Monday, January 17, 2011

The hard choices

I'm too easily caught up in thinking about things.  It's a lot harder to implement and make a change on the deeper emotional level.  I have been thinking about this stuff for a long time and I'm fairly certain that I have found a root cause and I feel like if I can learn to relax then everything will be "fixed."  My mind will relax and I will have perfect vision, I won't be worried about what other people think about me so I will be socially relaxed and I won't close up and create a shell but my "self" will grow, and I won't be overly focused on external commandments but I will experience true spiritual growth.  That sounds very succinct and simple, however it's much easier said than done.  Learning to relax that part of me is very very difficult.   There is a game that I learned in elementary school that makes for a good analogy.  Turn your elbows up so both palms are facing outwards then clasp your hands palms together with your fingers intertwined.  Rotate your hands in towards your body and up until they are in front of your face.  Your arms are pretty tangled up now.  Then ask somebody to point at a finger and ask you to move it.  They cannot touch the finger, only point.  Because your arms are so twisted your mind has a hard time distinguishing what muscles move which finger.  It usually takes a couple of tries to move the correct finger.  That is kind of how I feel, I can see the finger that I need to move but knowing what muscles affect that finger is tough.
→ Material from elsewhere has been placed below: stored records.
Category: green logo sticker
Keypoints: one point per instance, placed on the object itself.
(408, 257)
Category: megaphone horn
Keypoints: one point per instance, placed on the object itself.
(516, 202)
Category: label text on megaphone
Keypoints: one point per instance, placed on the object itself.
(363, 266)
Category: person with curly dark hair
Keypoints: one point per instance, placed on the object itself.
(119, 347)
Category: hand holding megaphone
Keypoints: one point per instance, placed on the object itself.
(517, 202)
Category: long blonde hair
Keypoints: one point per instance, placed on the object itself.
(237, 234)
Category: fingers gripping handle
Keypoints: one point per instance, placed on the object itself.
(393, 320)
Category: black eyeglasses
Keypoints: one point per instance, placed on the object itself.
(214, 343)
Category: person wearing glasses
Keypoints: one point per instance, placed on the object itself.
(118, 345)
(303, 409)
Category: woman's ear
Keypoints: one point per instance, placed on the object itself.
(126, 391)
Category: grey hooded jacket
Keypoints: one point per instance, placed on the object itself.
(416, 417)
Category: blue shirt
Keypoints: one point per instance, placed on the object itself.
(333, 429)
I have to admit, I haven't been able to give a full 100% effort like I would like to.  I am busy with school, work and family at home that makes time to practice meditation and self exploration difficult to find.  Am I afraid to spend time working on it because it might not work, then I am wrong and I don't know the solution?  Maybe i'm just so used to living like I am that I am afraid of my new self emerging?  I am slightly afraid that my wife won't accept the "unrestrained" me, drastic lifestyle changes would be difficult for her because she isn't trying to change.  I also feel like it's difficult to explore while I am a member of the church.  There are rules to follow, a set path and if you leave it your sinning and evil.  I feel like I want to leave the church while I do this exploration.  That's a big step though and affects more than just me.  It does affect my family.  I need to clarify again, I'm not against the church, but I want an open sandbox to work in.  I want to do away with all constraints so that I am free to grow how I want.  That's not to say that I will go out and break all the rules, just that I won't feel controlled to do something but that I will do what I feel I need to do.

So while writing this I clarified in my mind where I'm getting held up.  I feel like I need to leave the church for the freedom to grow but i'm afraid of the impact that would have on my family.  That is what's paralyzing me.  So, ... do I leave the church or do I find another way to experience the freedom.  A good question.